5 responses to “Tech Thoughts Daily Net News – October 25, 2013

  1. John Bent

    Hi Bill,

    I’m a little surprised that people are surprised that Angela Merkel’s phone, and others were (allegedly) hacked by US intelligence. Do they think that surveillance is only about security and anti-terrorism? If so, they are seriously misguided. Never forget the true nature of international politics: There are our friends, who are not always our friends; there are our enemies, who are not always our enemies; and there are our interests. You don’t have to look very far back into history to find examples of this.

    The important question is are these activities properly scrutinised and the responsible agencies held accountable at the highest level? Anyone…?

    Kind regards
    John

    • Hi John,

      Agree entirely with your assessment.

      The U.S.A. versus the Brits (a long history of being frenimies): A reasonable familiarity with the events surrounding the American Revolution (which unfortunately, most Americans don’t have), might suggest that “America” could not have been successful in it’s pursuit of “liberty”, without a superbly coordinated SPY effort.

      The reality is of course, that all societies, in every era, have engaged in espionage. A legitimate response to an ever increasing chaotic world, it seems to me.

      What separates the current fiasco for me personally (from reasonable surveillance practices), is pretty simple – the U.S. now views every person in the World as a potential enemy (perhaps most of all, it’s own people.)

      Paranoia writ large with virtually no legitimate oversight. As I’ve said before – absurdity is the new reality.

      Best,

      Bill

      • I think you put it pretty well, Bill, but I wanted to add a couple of things.

        http://www.washingtonpost.com/world/national-security/officials-alert-foreign-services-that-snowden-has-documents-on-their-cooperation-with-us/2013/10/24/930ea85c-3b3e-11e3-a94f-b58017bfee6c_story.html

        The part that stood out for me in that entire article was “… the military intelligence agencies remain fearful …” It’s been obvious to me that a lot of what got us here is fear – seeing one crow in the field and thinking there’s thousands (the NSA hasn’t helped it’s cause any by coming up with 54 as the number that justifies the incursions to our lives, and then not even having those numbers be able to stand up to inspection). Making decisions based on fear is never a good idea and fearful people are a poor choice to lead or guide us.

        In one of the leaked documents the NSA considered anyone using privacy tools to be an adversary. It’s shortsighted to think of citizens as adversaries instead of allies. The very notion that we can only be considered friendly if we allow open access to every bit of our online lives to the government (while they increasingly hide their operations) is a ridiculous bar to set for a supposed free society. What are we protecting? Is our choice really to either live with micro-management level government oversight of our lives or be blown up or killed by terrorists? Surely we can come up with a better vision for society than that.
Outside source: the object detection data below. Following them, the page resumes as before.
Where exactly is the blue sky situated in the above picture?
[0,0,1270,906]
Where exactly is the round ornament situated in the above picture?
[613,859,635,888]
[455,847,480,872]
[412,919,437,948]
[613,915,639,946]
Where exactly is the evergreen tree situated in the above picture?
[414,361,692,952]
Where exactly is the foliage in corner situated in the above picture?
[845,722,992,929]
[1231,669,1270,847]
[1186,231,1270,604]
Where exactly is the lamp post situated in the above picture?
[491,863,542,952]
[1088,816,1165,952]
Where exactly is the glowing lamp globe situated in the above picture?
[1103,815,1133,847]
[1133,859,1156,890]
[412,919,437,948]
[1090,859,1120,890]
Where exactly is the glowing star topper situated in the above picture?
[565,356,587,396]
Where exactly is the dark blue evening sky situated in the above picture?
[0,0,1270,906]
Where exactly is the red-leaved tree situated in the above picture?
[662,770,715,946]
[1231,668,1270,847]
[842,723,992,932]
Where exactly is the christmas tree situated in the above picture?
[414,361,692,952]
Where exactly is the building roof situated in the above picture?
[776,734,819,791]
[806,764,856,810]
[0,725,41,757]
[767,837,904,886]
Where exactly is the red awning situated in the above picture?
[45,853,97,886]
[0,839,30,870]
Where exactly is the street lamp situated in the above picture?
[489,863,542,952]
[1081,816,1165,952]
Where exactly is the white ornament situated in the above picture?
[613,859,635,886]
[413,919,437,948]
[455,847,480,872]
        • Hey RedNightHawk,

          Agreed – FEAR is the modus operendi – served in great dollops at every opportunity.

          What I found most interesting though, is the apparent non-disclosure in/within levels of governments. In other words, increasingly smaller numbers of individuals (who are these people?), are aware of the full intent and the full impact of Prism, and it’s relatives. I’m hardly one to be swayed by conspiracy theories – but, massive unrestrained power in fewer and fewer hands (which seems to be the case), scares the hell out of me.

          Your query – What are we protecting? – is the heart of the issue. The struggle for the answer at a personal level, for all NetCitizens, is overwhelming in it’s complexity I fear.

          Trust all is well down your way. 🙂

          Best,

          Bill

  2. John Bent

    Hi Bill,

    “Paranoia writ large with virtually no legitimate oversight” says it all. Unfortunately it’s contagious.